From a legal standpoint, that officer might have a right to file a Freedom of Information Act request to find out who submitted that confidential review.
“The more that’s at stake … the more difficult it will be to maintain the anonymity,” the senior official said. “And, of course, if you don’t maintain the confidentiality, then you have a very different product,” because peers and subordinates will be far less likely to offer candid criticism.
The 360-degree assessments are one component of the renewed focus on military professionalism that has been a central issue for Dempsey.
Some officers taking the reviews are learning that criticism is inevitable in some leadership positions. “If you don’t get some feedback that is negative, then you’re probably not doing your job, you’re probably not making a difference,” Stough said.
The services are in various stages of ramping up efforts to implement 360-degrees.
■ The Army is using the reviews aggressively, with senior officers as well as junior officers and senior noncommissioned officers undergoing the “multisource assessment and feedback” over the past few years.
■ The Navy is ahead of the other services, having experimented with these assessments for about a decade.
All admirals get them as part of their training, and prospective commanders and executive officers complete the reviews at Command Leadership School.
In addition, surface warfare ensigns and department heads get similar evaluations during Surface Warfare Officers School.
■ The Air Force had little prior experience with 360-degree reviews, but during the past six months has developed a prototype” review and encouraged some generals to begin taking them.
At press time, Marine Corps officials had not responded to a request for comment.
Differences are emerging in how peers and subordinates are selected to provide feedback.
In some cases, including the Army, the officer under review can select those individuals.
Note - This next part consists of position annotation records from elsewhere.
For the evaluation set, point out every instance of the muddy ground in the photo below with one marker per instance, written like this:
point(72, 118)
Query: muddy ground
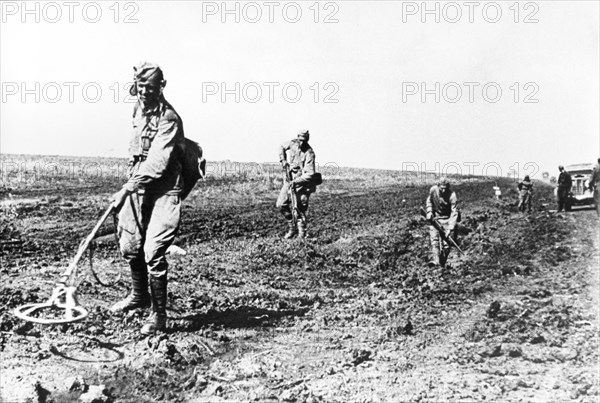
point(352, 314)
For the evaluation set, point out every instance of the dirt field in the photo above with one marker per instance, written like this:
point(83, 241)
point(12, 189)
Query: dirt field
point(352, 314)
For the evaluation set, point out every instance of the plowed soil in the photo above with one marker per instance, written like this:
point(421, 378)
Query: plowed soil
point(352, 314)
In other cases, for example in the Joint Staff version, general and flag officers can log on and submit reviews for any other flag or general officer in a joint billet.
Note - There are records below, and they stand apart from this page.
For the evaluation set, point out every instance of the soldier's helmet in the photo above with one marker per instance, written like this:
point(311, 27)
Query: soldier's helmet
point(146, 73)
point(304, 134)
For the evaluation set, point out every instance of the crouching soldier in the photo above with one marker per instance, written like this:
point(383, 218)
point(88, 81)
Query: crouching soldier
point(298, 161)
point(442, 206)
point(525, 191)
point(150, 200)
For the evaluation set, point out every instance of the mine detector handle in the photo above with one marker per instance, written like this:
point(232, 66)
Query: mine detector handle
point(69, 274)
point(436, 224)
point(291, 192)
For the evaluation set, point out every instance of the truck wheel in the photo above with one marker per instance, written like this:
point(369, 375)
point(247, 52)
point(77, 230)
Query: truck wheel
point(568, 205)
At this point, none of the services plans to include the results in formal personnel files. But that doesn’t mean the results will always be confidential.
The Army has experimented with providing the results to the officer’s chain of command to help ensure officers focus on improving in areas identified in the reviews as problems or weaknesses.
The Navy discloses the results to the officer under review as well as a “coach” or mentor who is assigned to guide officer through the review process and interpreting the final product, a Navy official said.
And the Joint Staff is considering a policy that would give the chairman of the Joint Chiefs access to the 360-degree reviews for everyone on his staff.
“My thought would be that probably the chairman should be able to see them all,” Stough said.
Concerns for the future
Some experts say it will be hard to restrict disclosure over time.
“It will stay in the back channels for several years and then someone will come forward and say ‘Why aren’t we using this upfront as opposed to the back channels?’ ” said Mark Edwards, a Naval Academy graduate and former management consultant who wrote the book “360-degree Feedback.”
“Every senior officer I’ve known in the military wants to promote the best senior officers to follow,” Edwards said. “In order to do that, they need the best information they can get. And they will go to great lengths to get that information.”
But criticism of the concept among military legal officials may well act as the ultimate check on its expansion in the military leadership culture, said Tracy Maylett, a consultant who has helped several military commands implement versions of 360-degree reviews through his firm, Decisionwise.
“The legal reps have the power to stop this,” Maylett said. “I don’t necessarily think their points are valid or accurate, but if the legal advisers say, ‘Don’t do this,’ it won’t happen.”